Despite recognising that the IMF is “viewed as both susceptible to political pressure and subject to conflicts of interests through its own role as a large creditor”, the authors do not discuss how to counter these problems in the SDAF. Instead, they assert that in making a debt sustainability assessment “the Fund would be guided by the principle of equitable burden sharing among all classes of creditors except for recognised exceptions such as multilateral financial institutions and, where appropriate, trade/supplier creditors, short-term treasury bill holders and similar categories.”
Jürgen Kaiser of German NGO erlassjahr accepted that the proposals in the report had some merits, he also found that “practical proposals for a reformed scheme are disappointingly weak” and lamented the lack of reference to existing civil society proposals. Kaiser wondered if the authors sought to “promote a hidden agenda, one that puts the IMF in the centre of a reformed sovereign insolvency framework. From the point of view of the IMF this scenario would be perfect. Some of the best brains of the relevant academia do suggest a smart re-launch of the SDRM [Sovereign Debt Restructuring Mechanism], i.e. a reformed debt work-out procedure, which builds first and foremost on the Fund’s abilities to define and enforce rules – without Fund staff having to expose themselves.”

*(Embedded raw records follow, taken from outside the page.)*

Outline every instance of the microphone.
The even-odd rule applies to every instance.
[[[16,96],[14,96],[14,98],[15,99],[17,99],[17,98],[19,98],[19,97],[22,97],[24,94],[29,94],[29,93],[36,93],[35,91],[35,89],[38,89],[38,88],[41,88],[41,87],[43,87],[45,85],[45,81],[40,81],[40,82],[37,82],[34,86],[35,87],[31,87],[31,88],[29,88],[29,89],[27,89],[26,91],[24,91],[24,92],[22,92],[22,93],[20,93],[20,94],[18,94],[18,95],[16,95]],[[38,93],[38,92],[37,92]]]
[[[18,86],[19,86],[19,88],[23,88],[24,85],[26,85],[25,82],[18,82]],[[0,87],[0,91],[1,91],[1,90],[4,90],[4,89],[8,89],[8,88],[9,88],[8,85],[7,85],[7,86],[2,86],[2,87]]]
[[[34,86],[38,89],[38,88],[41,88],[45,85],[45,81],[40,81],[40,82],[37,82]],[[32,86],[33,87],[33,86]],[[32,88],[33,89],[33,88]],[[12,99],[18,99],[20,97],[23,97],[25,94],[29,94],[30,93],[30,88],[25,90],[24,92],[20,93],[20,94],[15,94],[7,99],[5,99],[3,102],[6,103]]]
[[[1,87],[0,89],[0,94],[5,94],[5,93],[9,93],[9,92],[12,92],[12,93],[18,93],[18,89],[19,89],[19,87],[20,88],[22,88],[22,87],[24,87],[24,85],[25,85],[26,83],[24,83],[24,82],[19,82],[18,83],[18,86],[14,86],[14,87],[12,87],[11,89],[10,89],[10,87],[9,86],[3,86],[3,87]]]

A late November article in the New York Times claimed that the IMF “is pushing hard for a plan that would impose upfront losses on bondholders the next time a country in the euro area requests a bailout.” It is referring to the Fund work on four policy papers expected within the next year as follow up the board discussion on sovereign debt in May (see Update 86). The article claims “the proposal — which is still being hashed out behind the scenes by top economists and lawyers at the Fund — is encountering stiff resistance, not just from the powerful global banking lobby, but also from European policy makers, and more recently, the United States government.”
The New York Times article references an experts meeting in late November in California which included Anne Krueger, former IMF deputy managing director and the author of the SDRM proposal in 2002 (see Update 32, 28). The meeting summary concludes that the IMF should require a “reprofiling” of existing sovereign debt at the outset of any loan and needs to grapple with the problems created by the “voluntary” nature of existing restructuring mechanisms. However, they fail to advance or endorse the SDAF proposal, despite two of the SDAF proposal authors attending the meeting.
Last word to…
While the experts and insiders debate, activists who continue to reject the build-up of debt in many countries got a boost. In late November, the pope himself decried the impact of debt on poverty and inequality. In an exhortation, pope Francis diagnosed “the new idolatry of money” as a problem facing the world and argued that: “Debt and the accumulation of interest also make it difficult for countries to realise the potential of their own economies and keep citizens from enjoying their real purchasing power. … Money must serve, not rule!”